Friday, July 15, 2011

Changing the Rules: NPC's in Aurora

Remember what I said about changing the rules, and offering another experience? Let's focus on that a little more, with a juicy new feature in Aurora.

One thing quickly becomes clear when visiting any SL™ type virtual world- is that there's a vast expanse of uninhabited nothingness. Like a lone wanderer, I've passed through entire cities, 4 sims large, completely barren of any sign of life.

And this is a huge downer.

Once in a while you'll find the sculptified noob, perched precariously behind a counter or at a door, or a picture cut-out. But you know on first glance, there is no sign of life here. Those dull solid eyes, pixelated, as though a picture was stuffed into a glass casing. That image cut-out of Captain Jack Sparrow sitting behind a tiki bar evokes no more emotional response than a casual acknowledgement in passing of a cardboard cutout in a movie theater- it may even be scripted to talk, but it shows up in green text and immediately your mind blocks it out as spam- like a fortune teller bolted to its seat and programmed to flail its arms in a rigid manner and speak with a voice that sounds like a tin can.

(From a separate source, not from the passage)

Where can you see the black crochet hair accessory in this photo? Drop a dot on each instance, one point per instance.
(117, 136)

Enter, the NPC. NPC's are crucial to games because they offer that simulated feeling of agency in an entity you know isn't real. Whether you be a sprite, cube, or cactus- the modality that the world in question presents you as will be the one you will associate with signs of life, be it human or not. (You know you've done it, you talked to every NPC in some RPG at one point, just to see all their responses.) NPC's have all the powers that you do in that game, so they feel like a comrade, or another living being, they move through the game world via the same mechanisms you do.

They have the ability to make you care about them, hate them, or invoke other human-human emotions towards them.

They are the ghosts within the machine, the characters of your story, they are the actors in your play unfolding- and now Aurora has taken its first steps towards enabling fellow world builders to fill their stages with life.

Their NPC API is still in its early phases, but the implications are immense. I'll be keeping an eye on this as development unfolds. Check out some code examples here.

I know I got a bit emotional here, but I have a special affinity for the avatar, and characters in general. In a sense, when we build, we're telling a story- and I know few stories void of characters.